I haven’t had any problems with the script in 10.5.3 on the U.S. version of OS X, but Bryan’s changes linked above are a welcome modification to enable running the same script just to swap between portrait and landscape (0º-90º-0º). Thanks for the updates Bryan!

soCram writes:
June 15th, 2008 at 4:54 pm

As you said, because you use the US-Version.
To append: The original script can be found here: http://fancyham.com/ so you can send him your regards personally.
The script isn’t my work, I only changed some lines.
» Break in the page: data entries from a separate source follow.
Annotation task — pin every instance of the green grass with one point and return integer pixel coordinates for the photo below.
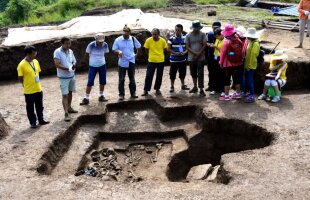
(234, 1)
(45, 11)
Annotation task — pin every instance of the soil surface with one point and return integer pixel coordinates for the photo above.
(279, 171)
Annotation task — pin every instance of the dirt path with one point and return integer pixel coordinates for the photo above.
(280, 171)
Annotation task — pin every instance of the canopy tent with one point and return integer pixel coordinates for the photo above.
(90, 25)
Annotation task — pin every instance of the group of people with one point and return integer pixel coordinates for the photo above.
(230, 54)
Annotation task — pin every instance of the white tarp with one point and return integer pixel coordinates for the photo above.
(90, 25)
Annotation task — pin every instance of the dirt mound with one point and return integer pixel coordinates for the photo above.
(3, 128)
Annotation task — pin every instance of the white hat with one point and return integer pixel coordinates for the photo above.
(100, 37)
(241, 31)
(251, 33)
(278, 55)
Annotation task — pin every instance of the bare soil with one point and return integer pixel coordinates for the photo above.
(276, 170)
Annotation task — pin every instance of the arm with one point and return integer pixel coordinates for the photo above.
(172, 52)
(58, 65)
(189, 49)
(116, 50)
(147, 52)
(21, 80)
(223, 52)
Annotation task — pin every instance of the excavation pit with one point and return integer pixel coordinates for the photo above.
(149, 141)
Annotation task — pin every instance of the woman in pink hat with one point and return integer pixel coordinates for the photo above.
(231, 60)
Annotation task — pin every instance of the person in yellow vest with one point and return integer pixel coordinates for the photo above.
(155, 47)
(28, 73)
(277, 77)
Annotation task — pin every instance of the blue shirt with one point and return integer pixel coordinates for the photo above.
(96, 54)
(66, 59)
(210, 51)
(127, 47)
(177, 45)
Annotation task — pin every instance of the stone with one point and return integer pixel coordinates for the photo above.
(214, 175)
(4, 129)
(199, 172)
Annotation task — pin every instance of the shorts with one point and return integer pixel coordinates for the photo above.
(231, 72)
(280, 82)
(196, 68)
(175, 67)
(67, 85)
(92, 72)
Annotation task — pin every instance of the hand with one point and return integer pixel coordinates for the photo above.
(120, 54)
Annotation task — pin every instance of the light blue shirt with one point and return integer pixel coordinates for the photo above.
(96, 54)
(127, 47)
(66, 59)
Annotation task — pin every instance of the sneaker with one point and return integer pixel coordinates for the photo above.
(225, 98)
(102, 99)
(121, 98)
(84, 102)
(158, 92)
(236, 96)
(202, 93)
(71, 110)
(275, 99)
(184, 87)
(249, 99)
(43, 122)
(34, 125)
(134, 96)
(262, 97)
(67, 117)
(194, 90)
(145, 93)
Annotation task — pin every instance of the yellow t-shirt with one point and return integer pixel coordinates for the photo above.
(156, 49)
(218, 43)
(25, 70)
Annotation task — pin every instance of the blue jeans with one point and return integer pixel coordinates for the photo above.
(92, 74)
(131, 76)
(151, 67)
(249, 80)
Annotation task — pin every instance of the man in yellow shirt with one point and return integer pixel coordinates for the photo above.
(155, 47)
(28, 74)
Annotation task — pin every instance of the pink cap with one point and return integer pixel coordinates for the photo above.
(228, 30)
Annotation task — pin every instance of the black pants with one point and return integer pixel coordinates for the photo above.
(151, 67)
(34, 101)
(212, 74)
(131, 76)
(219, 77)
(175, 67)
(197, 71)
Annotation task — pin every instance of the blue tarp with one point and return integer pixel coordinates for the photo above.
(290, 11)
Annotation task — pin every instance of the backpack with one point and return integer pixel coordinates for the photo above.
(260, 57)
(235, 52)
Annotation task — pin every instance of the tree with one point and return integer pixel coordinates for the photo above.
(3, 4)
(18, 10)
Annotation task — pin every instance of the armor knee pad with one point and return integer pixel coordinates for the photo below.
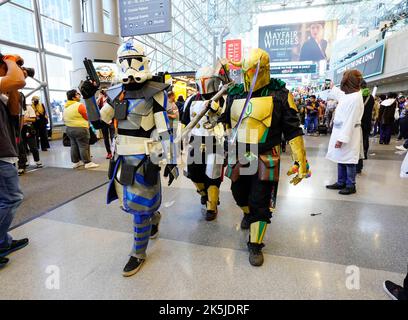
(213, 196)
(200, 188)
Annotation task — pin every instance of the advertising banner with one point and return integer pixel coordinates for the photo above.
(311, 41)
(370, 62)
(107, 72)
(293, 69)
(233, 50)
(144, 17)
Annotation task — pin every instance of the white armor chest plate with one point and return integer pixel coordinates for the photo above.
(199, 130)
(140, 115)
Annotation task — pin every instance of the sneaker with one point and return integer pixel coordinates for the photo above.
(132, 267)
(91, 165)
(15, 245)
(3, 262)
(401, 148)
(255, 254)
(77, 165)
(348, 190)
(336, 186)
(245, 224)
(393, 290)
(210, 215)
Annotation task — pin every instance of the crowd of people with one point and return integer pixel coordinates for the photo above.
(385, 115)
(350, 113)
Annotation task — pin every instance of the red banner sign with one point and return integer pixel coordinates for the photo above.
(233, 51)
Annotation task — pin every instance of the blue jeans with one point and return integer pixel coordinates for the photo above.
(312, 124)
(346, 174)
(10, 198)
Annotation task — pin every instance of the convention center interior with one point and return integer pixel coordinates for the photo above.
(203, 150)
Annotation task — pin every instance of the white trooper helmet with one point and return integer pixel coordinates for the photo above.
(133, 62)
(207, 80)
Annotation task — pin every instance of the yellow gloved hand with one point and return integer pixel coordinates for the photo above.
(215, 108)
(301, 167)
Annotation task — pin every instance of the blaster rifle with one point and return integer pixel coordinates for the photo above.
(197, 118)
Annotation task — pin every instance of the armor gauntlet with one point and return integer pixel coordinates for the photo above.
(301, 166)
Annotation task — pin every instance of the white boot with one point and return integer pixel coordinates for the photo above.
(91, 165)
(77, 165)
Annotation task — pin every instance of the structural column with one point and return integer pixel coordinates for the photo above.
(76, 16)
(114, 17)
(97, 9)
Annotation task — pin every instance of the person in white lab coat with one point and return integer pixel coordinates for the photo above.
(346, 139)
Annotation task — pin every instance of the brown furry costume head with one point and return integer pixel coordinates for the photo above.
(351, 81)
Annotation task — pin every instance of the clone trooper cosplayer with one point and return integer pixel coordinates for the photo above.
(138, 108)
(205, 155)
(260, 123)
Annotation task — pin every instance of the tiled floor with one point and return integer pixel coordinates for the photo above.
(86, 242)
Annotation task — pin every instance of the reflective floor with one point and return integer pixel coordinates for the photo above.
(346, 252)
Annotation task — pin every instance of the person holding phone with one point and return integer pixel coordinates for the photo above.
(346, 139)
(12, 78)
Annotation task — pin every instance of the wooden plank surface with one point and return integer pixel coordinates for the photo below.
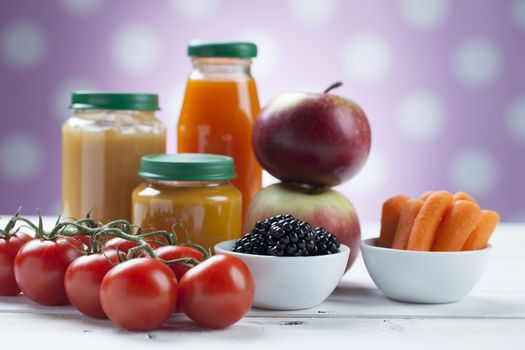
(493, 314)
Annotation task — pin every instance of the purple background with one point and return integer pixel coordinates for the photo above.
(442, 82)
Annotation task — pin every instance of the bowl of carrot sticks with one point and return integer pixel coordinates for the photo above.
(431, 249)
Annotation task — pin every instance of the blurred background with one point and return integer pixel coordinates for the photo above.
(442, 83)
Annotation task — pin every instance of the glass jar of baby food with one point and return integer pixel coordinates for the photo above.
(192, 191)
(220, 107)
(102, 144)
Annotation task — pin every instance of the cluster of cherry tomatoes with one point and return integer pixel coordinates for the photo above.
(116, 271)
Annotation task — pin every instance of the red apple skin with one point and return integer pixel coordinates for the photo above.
(326, 208)
(316, 139)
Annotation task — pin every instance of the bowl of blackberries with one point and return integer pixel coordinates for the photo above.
(294, 265)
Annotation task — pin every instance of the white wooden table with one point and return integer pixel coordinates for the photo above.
(355, 315)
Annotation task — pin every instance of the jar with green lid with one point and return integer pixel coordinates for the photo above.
(192, 190)
(102, 144)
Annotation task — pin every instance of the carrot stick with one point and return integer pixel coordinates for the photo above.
(425, 195)
(406, 222)
(479, 238)
(464, 196)
(428, 220)
(460, 221)
(389, 219)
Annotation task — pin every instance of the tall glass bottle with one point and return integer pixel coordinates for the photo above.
(219, 109)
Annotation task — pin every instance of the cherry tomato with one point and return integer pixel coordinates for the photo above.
(218, 292)
(40, 266)
(9, 247)
(139, 294)
(172, 252)
(83, 279)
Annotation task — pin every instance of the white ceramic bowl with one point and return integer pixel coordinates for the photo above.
(424, 277)
(291, 283)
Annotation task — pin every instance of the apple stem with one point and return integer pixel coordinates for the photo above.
(306, 188)
(333, 86)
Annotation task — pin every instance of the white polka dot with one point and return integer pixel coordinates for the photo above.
(55, 207)
(515, 121)
(371, 179)
(81, 7)
(62, 95)
(313, 11)
(135, 49)
(195, 9)
(421, 116)
(517, 13)
(21, 157)
(23, 44)
(474, 171)
(366, 58)
(426, 14)
(477, 62)
(268, 179)
(268, 51)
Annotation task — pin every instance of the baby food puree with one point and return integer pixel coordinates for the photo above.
(102, 143)
(192, 191)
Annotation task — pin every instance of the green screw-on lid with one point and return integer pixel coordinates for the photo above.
(232, 49)
(187, 167)
(114, 100)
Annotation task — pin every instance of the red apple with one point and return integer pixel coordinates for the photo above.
(312, 138)
(319, 207)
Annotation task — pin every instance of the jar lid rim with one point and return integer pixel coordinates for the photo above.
(114, 100)
(187, 167)
(233, 49)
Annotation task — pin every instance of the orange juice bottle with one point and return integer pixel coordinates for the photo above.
(219, 109)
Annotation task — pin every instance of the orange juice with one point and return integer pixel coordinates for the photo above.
(219, 110)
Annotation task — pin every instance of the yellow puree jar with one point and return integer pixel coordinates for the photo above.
(194, 189)
(102, 144)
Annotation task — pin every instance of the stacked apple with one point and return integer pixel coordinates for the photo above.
(311, 142)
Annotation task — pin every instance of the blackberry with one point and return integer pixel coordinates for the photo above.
(280, 235)
(325, 242)
(284, 235)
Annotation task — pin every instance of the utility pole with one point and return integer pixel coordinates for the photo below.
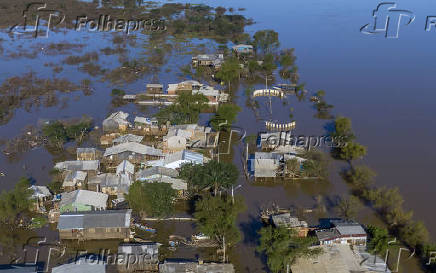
(224, 249)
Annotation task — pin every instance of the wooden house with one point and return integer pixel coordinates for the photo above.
(153, 88)
(86, 154)
(95, 225)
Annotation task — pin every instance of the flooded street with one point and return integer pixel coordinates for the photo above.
(385, 86)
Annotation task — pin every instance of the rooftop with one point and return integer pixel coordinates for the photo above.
(338, 259)
(148, 249)
(134, 148)
(40, 191)
(125, 167)
(194, 267)
(286, 220)
(95, 219)
(156, 171)
(128, 138)
(81, 266)
(85, 197)
(78, 165)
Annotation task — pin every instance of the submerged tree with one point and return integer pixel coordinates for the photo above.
(226, 113)
(217, 218)
(378, 240)
(283, 246)
(266, 40)
(213, 174)
(229, 71)
(15, 202)
(348, 208)
(154, 199)
(185, 110)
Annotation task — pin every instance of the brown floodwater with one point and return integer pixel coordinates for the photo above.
(386, 86)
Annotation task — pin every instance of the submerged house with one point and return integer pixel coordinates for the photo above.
(146, 254)
(133, 152)
(342, 232)
(196, 136)
(146, 124)
(86, 154)
(116, 122)
(156, 173)
(243, 49)
(114, 183)
(74, 180)
(177, 159)
(91, 167)
(186, 86)
(127, 138)
(82, 266)
(212, 94)
(290, 222)
(82, 200)
(211, 60)
(40, 194)
(181, 266)
(262, 164)
(154, 88)
(340, 259)
(95, 225)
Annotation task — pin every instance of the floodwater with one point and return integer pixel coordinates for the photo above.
(386, 87)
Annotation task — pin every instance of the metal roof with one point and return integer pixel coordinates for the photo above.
(95, 219)
(156, 171)
(151, 249)
(40, 191)
(195, 267)
(81, 266)
(125, 167)
(286, 220)
(345, 228)
(154, 85)
(134, 148)
(78, 165)
(128, 138)
(85, 197)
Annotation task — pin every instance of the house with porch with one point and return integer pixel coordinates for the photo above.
(95, 225)
(82, 200)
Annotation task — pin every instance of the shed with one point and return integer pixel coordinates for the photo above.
(83, 200)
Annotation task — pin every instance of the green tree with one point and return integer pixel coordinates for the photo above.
(56, 133)
(266, 40)
(229, 71)
(217, 218)
(185, 110)
(352, 151)
(212, 174)
(316, 164)
(414, 234)
(342, 129)
(15, 202)
(287, 58)
(348, 208)
(293, 167)
(378, 240)
(78, 130)
(283, 246)
(153, 199)
(226, 113)
(361, 177)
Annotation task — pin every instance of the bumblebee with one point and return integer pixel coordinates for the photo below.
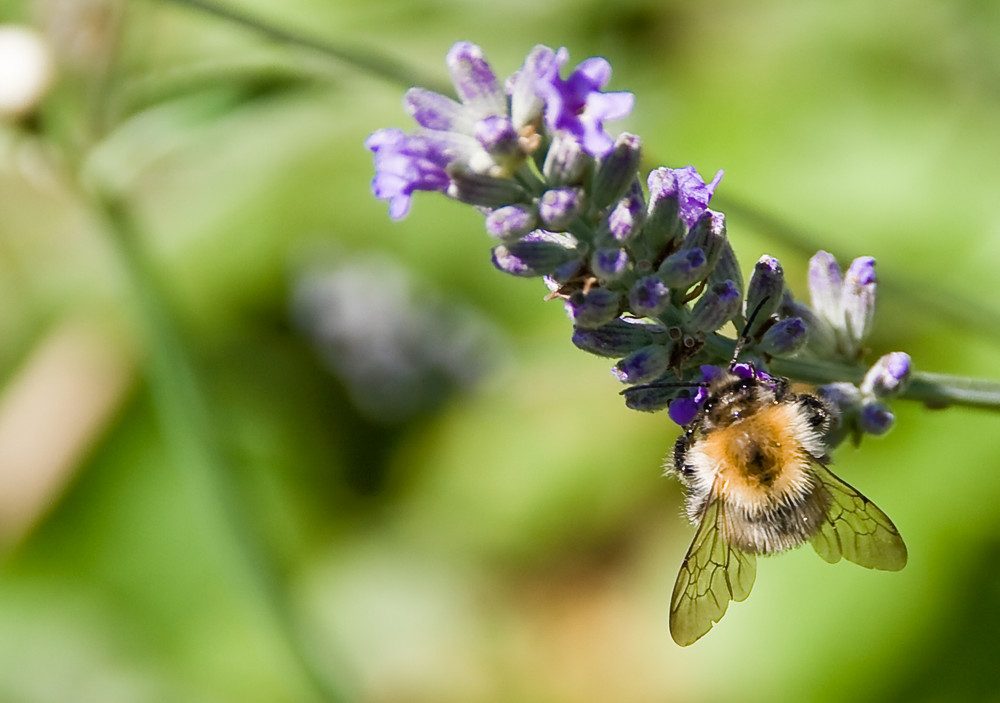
(754, 464)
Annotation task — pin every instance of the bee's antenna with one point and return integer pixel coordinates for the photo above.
(744, 337)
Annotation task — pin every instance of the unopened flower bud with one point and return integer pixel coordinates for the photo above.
(596, 307)
(784, 338)
(888, 377)
(609, 264)
(767, 283)
(858, 299)
(497, 137)
(474, 80)
(717, 306)
(626, 219)
(643, 365)
(616, 171)
(825, 288)
(511, 221)
(566, 161)
(708, 234)
(538, 254)
(558, 207)
(683, 268)
(727, 268)
(615, 339)
(662, 222)
(480, 189)
(648, 296)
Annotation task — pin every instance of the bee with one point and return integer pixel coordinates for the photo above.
(755, 467)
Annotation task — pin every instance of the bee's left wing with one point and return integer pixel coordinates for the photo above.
(713, 573)
(856, 529)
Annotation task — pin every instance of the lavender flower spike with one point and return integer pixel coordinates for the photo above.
(577, 104)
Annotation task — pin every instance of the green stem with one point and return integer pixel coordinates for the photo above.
(364, 59)
(935, 390)
(186, 422)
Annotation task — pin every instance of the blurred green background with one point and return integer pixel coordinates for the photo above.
(259, 443)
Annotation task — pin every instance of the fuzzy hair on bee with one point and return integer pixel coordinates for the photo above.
(754, 464)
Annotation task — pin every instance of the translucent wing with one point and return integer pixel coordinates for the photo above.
(713, 573)
(856, 529)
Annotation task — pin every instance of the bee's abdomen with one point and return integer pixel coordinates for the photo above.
(776, 528)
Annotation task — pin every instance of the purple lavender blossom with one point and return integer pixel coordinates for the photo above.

Just to clarify.

Chaos writes:
November 22nd, 2008 at 8:44 pm

this is all well and good, but i have dual monitors and i’d like for the LEFT monitor to rotate 90 degrees, and the RIGHT monitor to rotate 270 degrees. (options 2 and 4 in Display Rotation preferences) how would i go about doing this? this script works, but it rotates both of my displays either 90 degrees or 270 degrees. I dont really care if i need 2 scripts to do it. some thing i have in my favor is that the LEFT monitor is named “DELL 2407WFP” and the RIGHT monitor is named “Sceptre X24WG” even though they’re both Sceptre X24WG monitors. anybody care to show me how i would script this?